Futurisme et politique

Avant la Guerre de 1914, Marinetti et ses amis ne se désintéressent pas de la chose politique. Ils tentent d’organiser une alliance révolutionnaire avec le mouvement anarcho-syndicaliste (notamment avec la revue milanaise La Demolizione, proche des thèses de Georges Sorel). Des conférences sont organisées auprès des travailleurs dans les Bourses du Travail ou les Cercles socialistes de Naples, Milan, Parme, mais sans réel succès. Marinetti publie aussi le manifeste, Nos ennemis communs, où il prône l’union des deux avant-gardes artistique et politique (« le prolétariat de la culture et le prolétariat du travail ») contre « les éternels ennemis de la révolution : cléricalisme, affairisme, moralisme, académisme, pédantisme, pacifisme et médiocrisme ».

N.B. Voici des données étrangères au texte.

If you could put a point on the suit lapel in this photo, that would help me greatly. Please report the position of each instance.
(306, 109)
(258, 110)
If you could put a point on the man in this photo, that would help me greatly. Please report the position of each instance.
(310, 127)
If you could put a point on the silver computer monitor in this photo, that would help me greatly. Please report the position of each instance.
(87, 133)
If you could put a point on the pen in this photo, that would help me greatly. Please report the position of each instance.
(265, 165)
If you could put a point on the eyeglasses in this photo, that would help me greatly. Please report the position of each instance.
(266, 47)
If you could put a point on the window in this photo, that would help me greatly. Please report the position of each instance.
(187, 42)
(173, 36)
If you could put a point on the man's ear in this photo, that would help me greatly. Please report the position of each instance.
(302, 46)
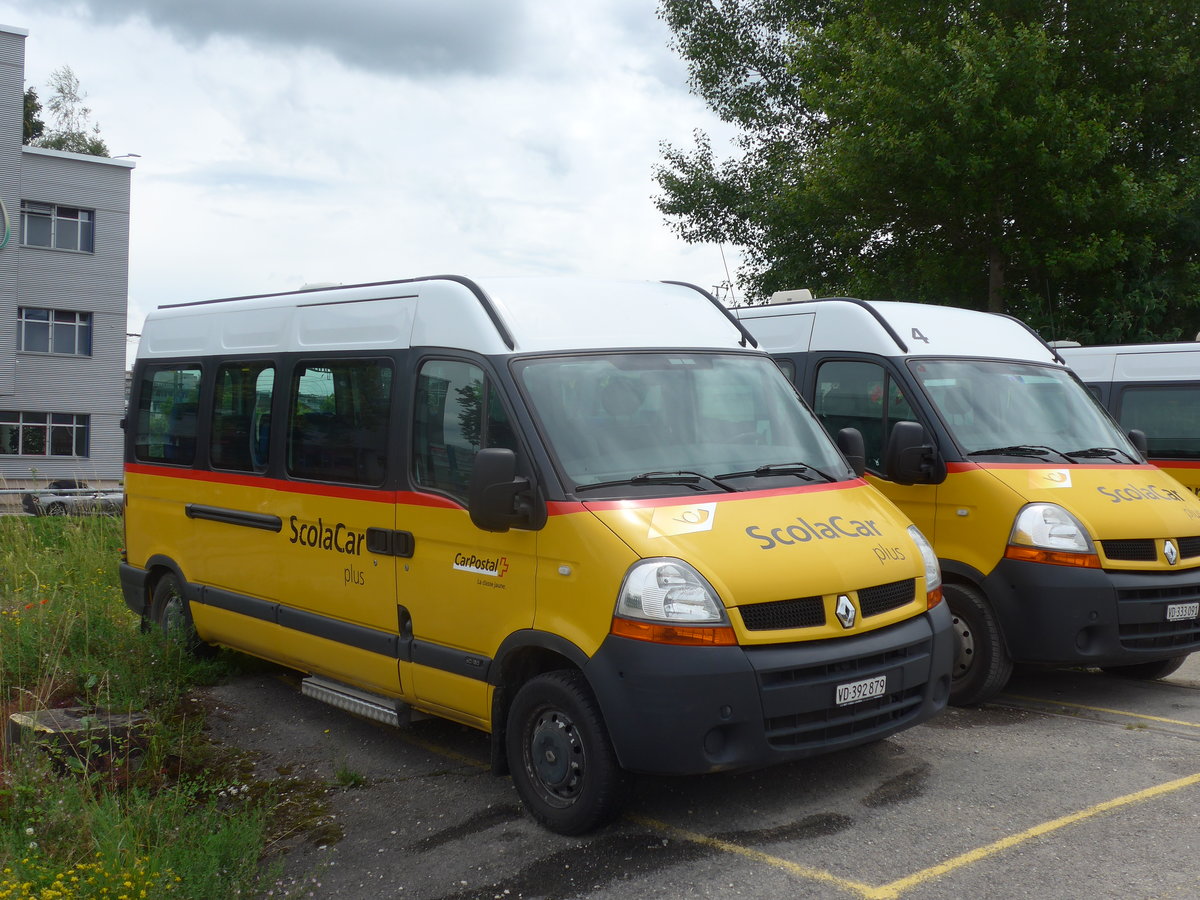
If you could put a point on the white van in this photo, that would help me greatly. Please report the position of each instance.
(583, 516)
(1153, 388)
(1059, 544)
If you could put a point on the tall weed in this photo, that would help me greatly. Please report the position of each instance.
(151, 815)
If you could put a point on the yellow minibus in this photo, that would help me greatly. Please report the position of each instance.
(587, 517)
(1060, 545)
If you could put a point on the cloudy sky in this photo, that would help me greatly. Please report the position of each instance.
(289, 142)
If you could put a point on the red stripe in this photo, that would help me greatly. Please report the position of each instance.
(1177, 463)
(413, 498)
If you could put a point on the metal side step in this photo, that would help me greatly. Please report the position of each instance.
(360, 702)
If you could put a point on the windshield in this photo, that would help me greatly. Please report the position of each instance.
(1025, 411)
(676, 423)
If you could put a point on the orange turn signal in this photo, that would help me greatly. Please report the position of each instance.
(1053, 557)
(681, 635)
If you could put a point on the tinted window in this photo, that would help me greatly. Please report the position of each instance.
(168, 400)
(241, 417)
(339, 417)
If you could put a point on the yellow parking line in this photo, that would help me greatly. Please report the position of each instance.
(895, 888)
(1103, 709)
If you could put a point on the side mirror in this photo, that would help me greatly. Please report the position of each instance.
(501, 499)
(1138, 438)
(850, 442)
(911, 459)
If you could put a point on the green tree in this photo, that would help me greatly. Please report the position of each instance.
(1039, 157)
(33, 126)
(73, 130)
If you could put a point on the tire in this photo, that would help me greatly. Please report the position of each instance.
(172, 615)
(1147, 671)
(982, 665)
(561, 756)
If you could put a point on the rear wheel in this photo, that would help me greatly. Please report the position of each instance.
(559, 754)
(982, 666)
(172, 613)
(1147, 671)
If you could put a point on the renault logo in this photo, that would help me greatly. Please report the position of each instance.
(845, 611)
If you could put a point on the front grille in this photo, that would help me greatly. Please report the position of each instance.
(1131, 551)
(1180, 593)
(1161, 635)
(885, 598)
(814, 727)
(1146, 550)
(801, 612)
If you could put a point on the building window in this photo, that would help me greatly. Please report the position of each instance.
(47, 225)
(42, 433)
(55, 331)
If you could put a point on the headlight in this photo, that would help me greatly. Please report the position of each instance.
(1048, 526)
(665, 589)
(933, 570)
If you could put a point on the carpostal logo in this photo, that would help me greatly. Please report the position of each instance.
(1133, 493)
(804, 532)
(495, 567)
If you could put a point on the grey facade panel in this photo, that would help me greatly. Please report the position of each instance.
(59, 280)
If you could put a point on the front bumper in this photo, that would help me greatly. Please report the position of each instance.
(695, 709)
(1057, 615)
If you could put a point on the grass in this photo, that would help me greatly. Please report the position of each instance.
(157, 814)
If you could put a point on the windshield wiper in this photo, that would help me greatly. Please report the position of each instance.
(1021, 450)
(781, 468)
(659, 478)
(1101, 451)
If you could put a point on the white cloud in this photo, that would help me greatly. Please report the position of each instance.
(286, 142)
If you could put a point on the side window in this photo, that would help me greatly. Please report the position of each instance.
(168, 402)
(864, 396)
(1170, 418)
(456, 414)
(241, 417)
(337, 420)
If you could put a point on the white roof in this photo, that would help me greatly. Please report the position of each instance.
(892, 329)
(1135, 363)
(508, 316)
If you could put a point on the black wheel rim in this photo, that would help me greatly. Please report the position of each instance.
(555, 757)
(174, 618)
(964, 646)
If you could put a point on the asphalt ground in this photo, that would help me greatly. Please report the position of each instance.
(1073, 784)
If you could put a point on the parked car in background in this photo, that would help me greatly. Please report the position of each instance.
(71, 497)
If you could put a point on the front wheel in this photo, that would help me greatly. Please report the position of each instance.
(982, 666)
(563, 763)
(1147, 671)
(172, 613)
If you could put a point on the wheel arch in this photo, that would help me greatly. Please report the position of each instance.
(523, 655)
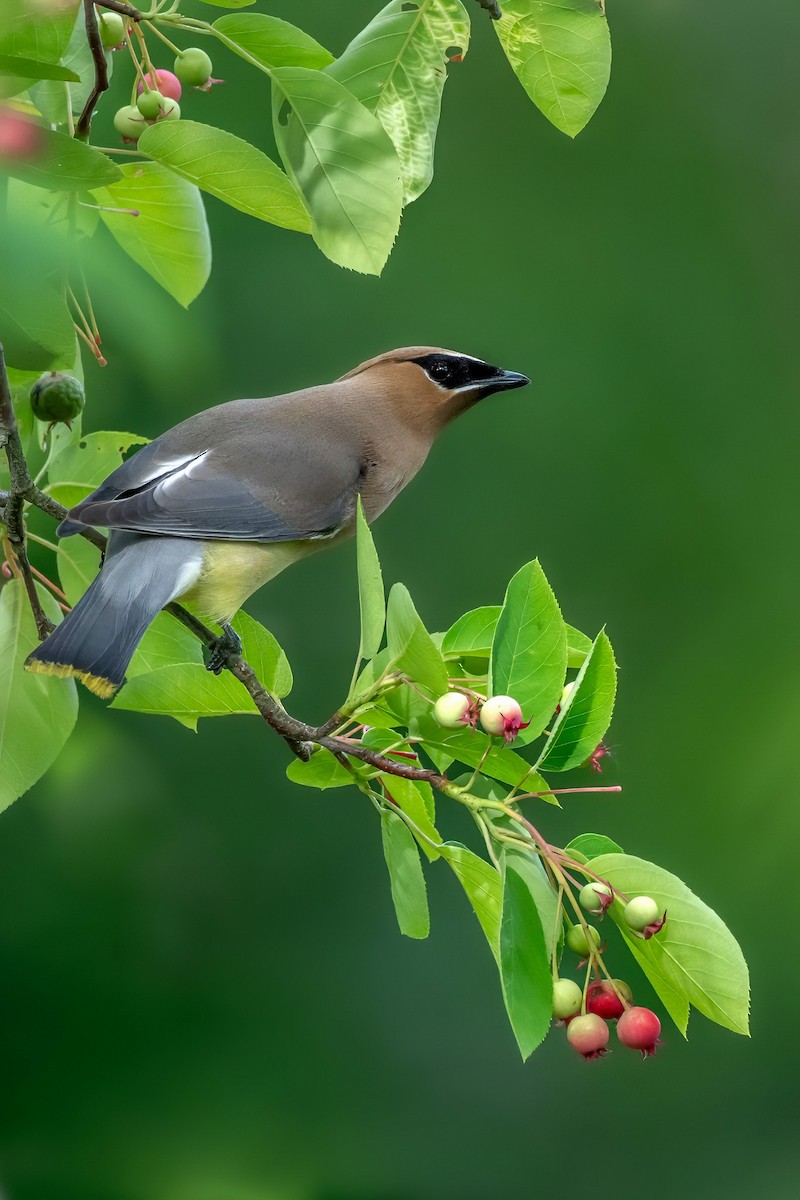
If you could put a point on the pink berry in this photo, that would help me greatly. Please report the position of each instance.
(638, 1029)
(501, 717)
(588, 1035)
(164, 82)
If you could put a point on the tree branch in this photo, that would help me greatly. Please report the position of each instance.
(300, 737)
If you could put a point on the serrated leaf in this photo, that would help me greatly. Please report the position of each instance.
(471, 634)
(529, 649)
(560, 52)
(397, 69)
(272, 42)
(524, 967)
(695, 957)
(169, 238)
(372, 601)
(37, 712)
(483, 889)
(229, 168)
(64, 165)
(344, 165)
(585, 715)
(405, 876)
(32, 69)
(410, 646)
(322, 771)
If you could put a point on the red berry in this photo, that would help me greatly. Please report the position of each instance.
(164, 82)
(602, 1000)
(638, 1029)
(588, 1035)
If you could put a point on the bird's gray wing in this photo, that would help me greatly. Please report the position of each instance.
(281, 487)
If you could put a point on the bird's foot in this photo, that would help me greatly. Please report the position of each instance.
(226, 647)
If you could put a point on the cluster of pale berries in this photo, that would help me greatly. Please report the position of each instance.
(588, 1012)
(158, 101)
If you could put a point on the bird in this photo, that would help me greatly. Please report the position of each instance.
(220, 504)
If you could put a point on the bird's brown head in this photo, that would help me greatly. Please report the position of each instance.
(429, 387)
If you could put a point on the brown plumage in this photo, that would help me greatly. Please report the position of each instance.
(221, 503)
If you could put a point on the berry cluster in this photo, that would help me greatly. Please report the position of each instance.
(587, 1012)
(158, 91)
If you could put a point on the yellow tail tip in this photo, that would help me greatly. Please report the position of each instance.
(97, 684)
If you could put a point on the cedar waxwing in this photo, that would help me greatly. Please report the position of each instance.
(220, 504)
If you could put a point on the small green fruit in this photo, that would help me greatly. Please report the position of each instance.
(567, 999)
(150, 105)
(56, 397)
(596, 897)
(112, 30)
(193, 67)
(130, 123)
(641, 912)
(451, 709)
(577, 942)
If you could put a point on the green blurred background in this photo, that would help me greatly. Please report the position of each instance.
(204, 994)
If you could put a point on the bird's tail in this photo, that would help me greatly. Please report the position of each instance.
(97, 639)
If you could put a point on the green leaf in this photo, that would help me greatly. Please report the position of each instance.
(343, 162)
(578, 647)
(473, 633)
(591, 845)
(587, 714)
(483, 889)
(415, 798)
(524, 967)
(372, 601)
(272, 42)
(529, 649)
(397, 69)
(31, 69)
(229, 168)
(85, 463)
(405, 876)
(37, 712)
(322, 771)
(560, 52)
(169, 238)
(64, 165)
(410, 647)
(695, 958)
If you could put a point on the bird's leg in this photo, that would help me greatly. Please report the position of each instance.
(226, 647)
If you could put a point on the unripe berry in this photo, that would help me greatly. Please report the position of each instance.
(56, 397)
(567, 999)
(193, 67)
(638, 1029)
(577, 942)
(452, 709)
(112, 30)
(596, 898)
(642, 915)
(130, 123)
(163, 82)
(150, 105)
(588, 1035)
(602, 1000)
(501, 717)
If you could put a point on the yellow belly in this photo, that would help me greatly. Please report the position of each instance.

Les futuristes italiens sont des patriotes. Ils se portent tous au-devant de la Première Guerre mondiale où certains laissent leur vie (Sant’Elia, Boccioni) ou sont grièvement blessés (Russolo, Soffici). En 1919, Marinetti participe à la création des Faisceaux de combat fascistes de Benito Mussolini, avant de se mettre en retrait quelques années après. Il n’abandonne toutefois pas l’idée de faire du futurisme l’art officiel de l’Italie nouvelle. Du côté des communistes, on essaie de réagir : des artistes proches de la revue Ordine Nuovo (d’Antonio Gramsci) montent une « Exposition futuriste internationale », et Paladini publie des manifestes futuristes intitulés Art communiste, La Révolte intellectuelle ou Appel aux intellectuels (pour les pousser à l’engagement politique aux côtés du « prolétariat »).

Postérité

Marinetti n’hésitera pas à courir toute l’Europe pour promouvoir sa révolution esthétique : à Moscou (où il déclare que le futurisme est « la religion de l’avenir »), Berlin, Londres, Bruxelles, Paris… Cela suscite la naissance de mouvements d’avant-garde tels que le cubofuturisme russe ou le vorticisme anglais. Des contacts fructueux sont établis avec les membres du Bauhaus allemand, du De Stijl hollandais, du purisme ou du constructivisme. En France, les cubistes notamment sont très séduits (Léger, Villon) mais aussi les futurs mouvements Dada et surréaliste (Picabia, Duchamp avec son Nu descendant un escalier – 1911). Le motlibrisme (livres-objets manuscrits ou imprimés lancés notamment par Marinetti) influence Apollinaire qui découvre l’art du calligramme (qui lui inspirera notamment son superbe recueil Calligrammes), les dadaïstes avec les poèmes-collages et les surréalistes avec la célèbre écriture automatique[1]..

Notes et références

  1. Pierre Gillieth, « Quand Marinetti et les siens écrivaient le futur », in: Réfléchir et agir, no 44, été 2013, p. 66-68.